Dicen que tras el siglo XX desaparecerá el individuo como centro de la actividad humana. El valor de la libertad creativa proclamada desde el Renacimiento y la igualdad y el respeto elevados desde la revolución francesa están ad portas de desaparecer en un mundo sobrepoblado y con abismos y fisuras insalvables entre pobres y ricos, entre digitalizados y análogos, entre globalizados y presos de sus provincias. Los millennials ya actúan en manada: el individuo que aún pretende moverse en soledad es mirado como un anacronismo, un dinosaurio. Miríadas de especímenes humanos son víctimas de modernos esclavismos: como audiencias, como mercados o simplemente como mano de obra sin identidad ni ciudadanía, tal como los trata la industria china o las maquilas que mantienen hordas de esclavos en barcos-fábrica, barcos-prisión flotando en aguas internacionales donde no hay legislación ni mano humanitaria que las socorra.

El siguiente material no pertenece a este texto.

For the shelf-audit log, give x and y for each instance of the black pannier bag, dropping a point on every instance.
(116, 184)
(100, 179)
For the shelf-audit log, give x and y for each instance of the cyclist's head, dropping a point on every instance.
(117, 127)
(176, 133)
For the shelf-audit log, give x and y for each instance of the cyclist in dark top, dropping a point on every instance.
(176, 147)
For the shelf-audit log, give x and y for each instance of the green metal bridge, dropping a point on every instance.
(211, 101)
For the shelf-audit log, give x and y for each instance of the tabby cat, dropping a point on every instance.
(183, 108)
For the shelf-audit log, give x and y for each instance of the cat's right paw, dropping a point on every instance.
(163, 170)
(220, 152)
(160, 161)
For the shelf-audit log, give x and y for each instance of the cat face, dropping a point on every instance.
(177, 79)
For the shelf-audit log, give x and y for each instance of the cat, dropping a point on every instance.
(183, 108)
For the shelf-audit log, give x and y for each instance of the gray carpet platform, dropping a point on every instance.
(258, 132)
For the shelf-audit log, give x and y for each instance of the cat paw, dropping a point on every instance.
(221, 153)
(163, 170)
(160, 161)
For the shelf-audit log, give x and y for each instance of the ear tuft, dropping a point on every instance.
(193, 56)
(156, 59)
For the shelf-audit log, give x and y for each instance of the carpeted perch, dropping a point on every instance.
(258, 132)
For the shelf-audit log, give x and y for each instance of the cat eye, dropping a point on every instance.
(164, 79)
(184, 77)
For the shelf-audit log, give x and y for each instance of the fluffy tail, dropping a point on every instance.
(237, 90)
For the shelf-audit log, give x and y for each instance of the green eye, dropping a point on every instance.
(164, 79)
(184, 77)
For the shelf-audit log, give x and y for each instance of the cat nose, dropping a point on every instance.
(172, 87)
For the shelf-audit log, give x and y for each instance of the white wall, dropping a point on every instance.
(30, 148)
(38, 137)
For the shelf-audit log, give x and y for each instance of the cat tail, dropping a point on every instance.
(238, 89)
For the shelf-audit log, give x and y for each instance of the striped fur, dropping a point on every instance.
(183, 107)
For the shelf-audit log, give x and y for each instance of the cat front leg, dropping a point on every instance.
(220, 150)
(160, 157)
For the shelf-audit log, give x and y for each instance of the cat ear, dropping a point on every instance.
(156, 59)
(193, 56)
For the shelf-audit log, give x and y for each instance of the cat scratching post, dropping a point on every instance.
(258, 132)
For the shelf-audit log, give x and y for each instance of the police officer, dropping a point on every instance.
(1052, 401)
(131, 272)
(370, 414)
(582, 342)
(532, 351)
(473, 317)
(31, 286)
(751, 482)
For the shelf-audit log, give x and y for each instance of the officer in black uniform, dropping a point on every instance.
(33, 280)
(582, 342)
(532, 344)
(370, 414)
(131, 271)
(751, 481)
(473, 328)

De ese mundo es superviviente y predecesor y último ejemplar el desesperanzado Bag Bag, el mismo protagonista de Los cuadernos de N, el sombrío modelo de los dibujos torturados de Suescún. El último de los individuos, el más anodino y anónimo. El oficinista fracasado, el hijo de su mamita que nunca pudo sacar cabeza, el indigente que poco a poco fue descendiendo por las capas sociales hasta caer en el más libre de los estatus, el del vagabundo que nada debe porque nada puede pagar y nada tiene porque la sociedad se lo arrebató todo, excepto los latidos de su corazón. Tal vez por eso Nicolás se fascinaba con los solitarios y los anónimos, a quienes, como dijo en su lúcida presentación de Los cuadernos de N en 1994, solo les asiste un derecho: el de la muerte.